If this at all fits you - do not reject the privilege of calling God “Father.” Because to know God as
our heavenly Father can help us, heal us. You are loved. You do have someone who is watching
out for you. You do have someone who is cheering you on. You do have someone who wants the
best for you. You do have someone who is besotted with you - who thinks you’re marvelous.

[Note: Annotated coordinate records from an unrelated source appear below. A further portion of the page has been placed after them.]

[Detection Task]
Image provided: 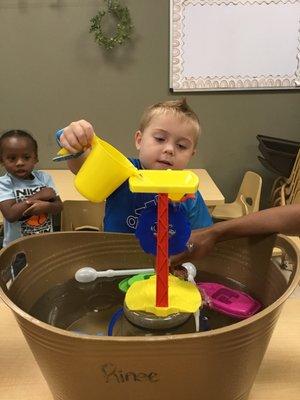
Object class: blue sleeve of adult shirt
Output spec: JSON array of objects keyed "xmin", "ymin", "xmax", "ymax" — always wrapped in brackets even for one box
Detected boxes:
[{"xmin": 182, "ymin": 191, "xmax": 213, "ymax": 230}]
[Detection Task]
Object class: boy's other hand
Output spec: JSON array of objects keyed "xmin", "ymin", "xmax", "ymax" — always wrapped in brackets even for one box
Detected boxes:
[
  {"xmin": 60, "ymin": 119, "xmax": 94, "ymax": 154},
  {"xmin": 32, "ymin": 187, "xmax": 56, "ymax": 201},
  {"xmin": 170, "ymin": 226, "xmax": 218, "ymax": 266},
  {"xmin": 23, "ymin": 200, "xmax": 48, "ymax": 217}
]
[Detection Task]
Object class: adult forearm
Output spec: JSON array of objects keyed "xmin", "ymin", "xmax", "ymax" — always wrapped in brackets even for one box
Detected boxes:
[{"xmin": 213, "ymin": 204, "xmax": 300, "ymax": 241}]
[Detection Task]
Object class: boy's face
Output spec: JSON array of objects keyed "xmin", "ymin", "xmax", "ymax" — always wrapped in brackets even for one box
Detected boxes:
[
  {"xmin": 1, "ymin": 136, "xmax": 38, "ymax": 179},
  {"xmin": 135, "ymin": 112, "xmax": 196, "ymax": 169}
]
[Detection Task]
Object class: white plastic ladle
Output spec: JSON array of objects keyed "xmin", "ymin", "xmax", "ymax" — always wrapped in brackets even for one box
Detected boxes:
[{"xmin": 75, "ymin": 267, "xmax": 154, "ymax": 283}]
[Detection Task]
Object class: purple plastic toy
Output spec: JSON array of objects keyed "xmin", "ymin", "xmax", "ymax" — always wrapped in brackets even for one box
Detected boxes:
[{"xmin": 197, "ymin": 282, "xmax": 261, "ymax": 319}]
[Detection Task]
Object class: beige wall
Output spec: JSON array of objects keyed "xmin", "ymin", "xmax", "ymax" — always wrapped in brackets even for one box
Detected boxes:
[{"xmin": 0, "ymin": 0, "xmax": 300, "ymax": 208}]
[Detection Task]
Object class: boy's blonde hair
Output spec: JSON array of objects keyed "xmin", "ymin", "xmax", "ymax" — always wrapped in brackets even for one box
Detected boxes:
[{"xmin": 139, "ymin": 98, "xmax": 201, "ymax": 144}]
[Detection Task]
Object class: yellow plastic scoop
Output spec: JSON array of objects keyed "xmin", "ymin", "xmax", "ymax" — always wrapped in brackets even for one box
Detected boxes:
[
  {"xmin": 129, "ymin": 169, "xmax": 199, "ymax": 201},
  {"xmin": 125, "ymin": 275, "xmax": 201, "ymax": 317}
]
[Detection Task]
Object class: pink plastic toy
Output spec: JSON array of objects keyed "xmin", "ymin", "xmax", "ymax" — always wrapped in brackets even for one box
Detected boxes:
[{"xmin": 197, "ymin": 282, "xmax": 261, "ymax": 319}]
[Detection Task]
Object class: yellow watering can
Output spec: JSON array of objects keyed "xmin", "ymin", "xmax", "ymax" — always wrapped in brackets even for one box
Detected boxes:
[
  {"xmin": 56, "ymin": 135, "xmax": 139, "ymax": 203},
  {"xmin": 75, "ymin": 135, "xmax": 139, "ymax": 203},
  {"xmin": 53, "ymin": 135, "xmax": 199, "ymax": 203}
]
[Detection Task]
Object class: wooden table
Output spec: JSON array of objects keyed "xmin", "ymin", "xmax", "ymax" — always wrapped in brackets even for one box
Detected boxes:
[
  {"xmin": 44, "ymin": 169, "xmax": 224, "ymax": 207},
  {"xmin": 0, "ymin": 298, "xmax": 300, "ymax": 400}
]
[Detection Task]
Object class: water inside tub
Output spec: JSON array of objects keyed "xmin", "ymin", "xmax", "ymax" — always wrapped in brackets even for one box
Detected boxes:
[{"xmin": 29, "ymin": 272, "xmax": 262, "ymax": 336}]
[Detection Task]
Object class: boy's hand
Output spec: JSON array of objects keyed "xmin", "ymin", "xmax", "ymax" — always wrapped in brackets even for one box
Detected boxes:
[
  {"xmin": 170, "ymin": 226, "xmax": 218, "ymax": 266},
  {"xmin": 23, "ymin": 200, "xmax": 48, "ymax": 217},
  {"xmin": 28, "ymin": 187, "xmax": 56, "ymax": 201},
  {"xmin": 60, "ymin": 119, "xmax": 94, "ymax": 154}
]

How do you get this into your heart and head? Well, you pray the Lord’s Prayer - by yourself -
you pray daily - calling on God your heavenly Father - we pray this prayer together, every week.
And drop by drop, like water eroding stone, the reality that God is your perfect heavenly Father
penetrates our hearts and minds and we can embrace the this amazing truth.

Closing

The writer Tim Hansel tells of a time he and his son Zack were climbing around in some cliffs
out in state park. Suddenly Hansel heard a voice from above him yell, “Hey Dad! Catch me!”

Hansel turned around to see Zack joyfully jumping off a rock straight at him, having jumped first
and yelled to his dad second. Hansel said he felt like an instant circus act, catching his son.

They both fell to the ground in a heap. With the wind knocked out of him Hansel finally
managed to gasp out, “Zack! Can you give me one good reason why you did that? Zack replied,
“Sure! Because you’re my dad!”3

Endnotes

1.Ricky Gervais, “Why I’m an Atheist,” in The Wall Street Journal, Dec. 11, 2020.

2. I can’t locate the original source.

3. Dynamic Preaching, Jan-Feb-March 2000, p. 50.